Definition
A sequence where each number is the sum of the two preceding ones, often starting with 0 and 1.
Origin
First described in Indian mathematics around 200 BC by Pingala.
Popularization
Introduced to Western European mathematics by Leonardo of Pisa (Fibonacci) in 1202.
Applications
Used in computer algorithms, data structures, graphs, and observed in various biological settings.
Relation to Golden Ratio
Closely related to the golden ratio, with the ratio of two consecutive numbers tending to it as the sequence progresses.
Related to Lucas Numbers
Associated with Lucas numbers, sharing a similar recurrence relation and forming complementary Lucas sequences.
The Fibonacci sequence is a series of numbers where each number is the sum of the two preceding ones. It typically starts with 0 and 1, leading to the sequence:
0, 1, 1, 2, 3, 5, 8, 13, 21, 34, 55, 89, 144, 233, 377, and so forth.

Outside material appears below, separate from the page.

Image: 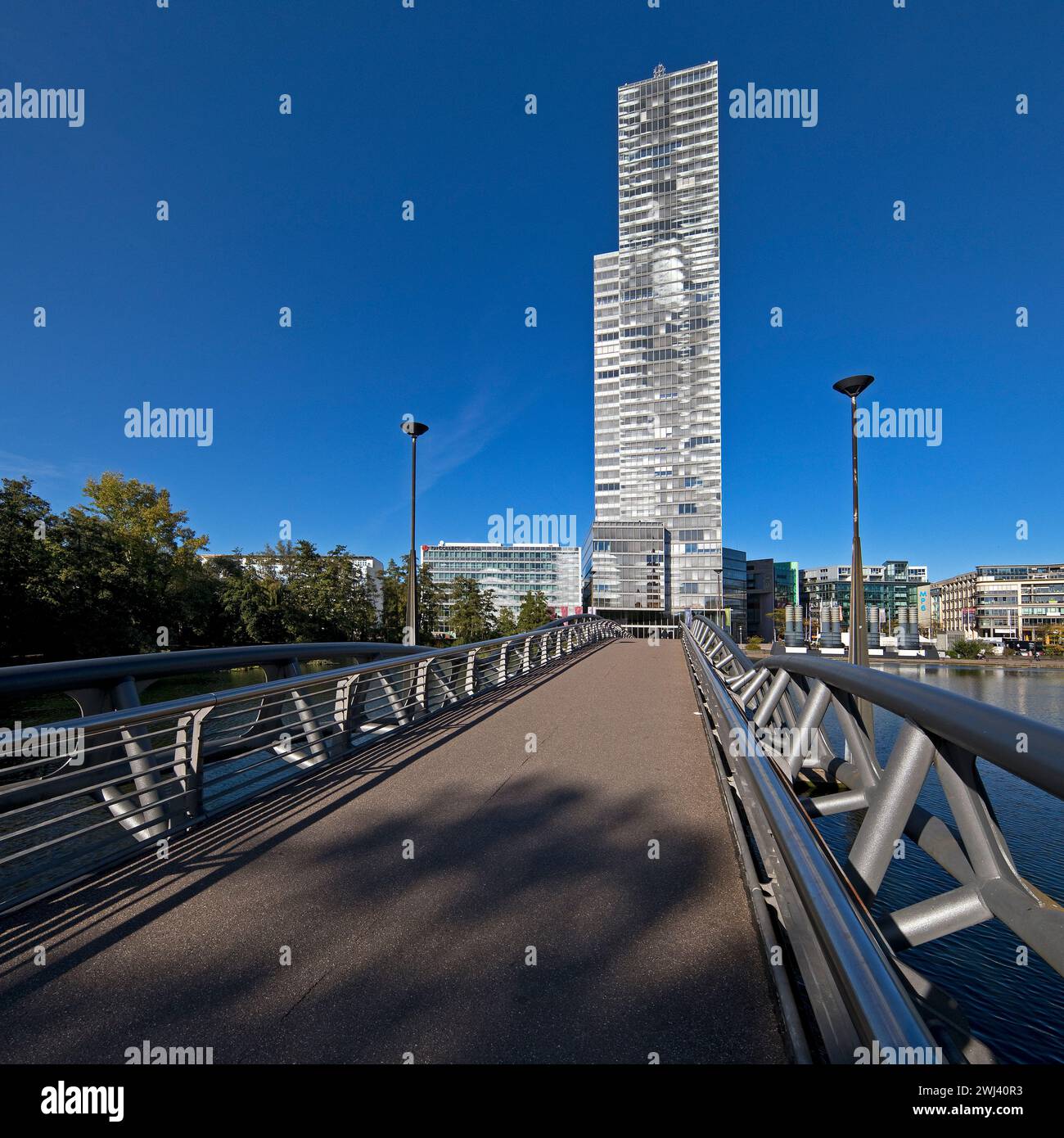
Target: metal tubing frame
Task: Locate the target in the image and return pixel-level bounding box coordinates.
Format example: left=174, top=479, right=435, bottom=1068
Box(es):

The mathematical rule governing this sequence can be expressed as:
F(n) = F(n−1) + F(n−2) where F(n) is the nth Fibonacci number. To find out nth Fibonacci number in Mathematica, just type Fibonacci[n].
Historical Context
The sequence is named after the Italian mathematician Leonardo of Pisa, known as Fibonacci, who introduced it to the Western world in his 1202 work, Liber Abaci. However, the sequence itself was known in Indian mathematics long before Fibonacci’s time, appearing in ancient Sanskrit texts.
Mathematical Properties
The Fibonacci sequence exhibits several interesting properties:
Golden Ratio: The ratio of successive Fibonacci numbers approximates the golden ratio (approximately 1.618033988749895). As the sequence progresses, the ratio F(n)/F(n-1) approaches this value.
Occurrences in Nature: Fibonacci numbers frequently appear in biological settings, such as in the arrangement of leaves, the branching of trees, and the patterns of various fruits and flowers. For example, many flowers have a number of petals that is a Fibonacci number.
Applications in Finance: The Fibonacci sequence is also utilized in technical analysis in finance, where traders use Fibonacci retracement levels to predict potential reversal points in asset prices.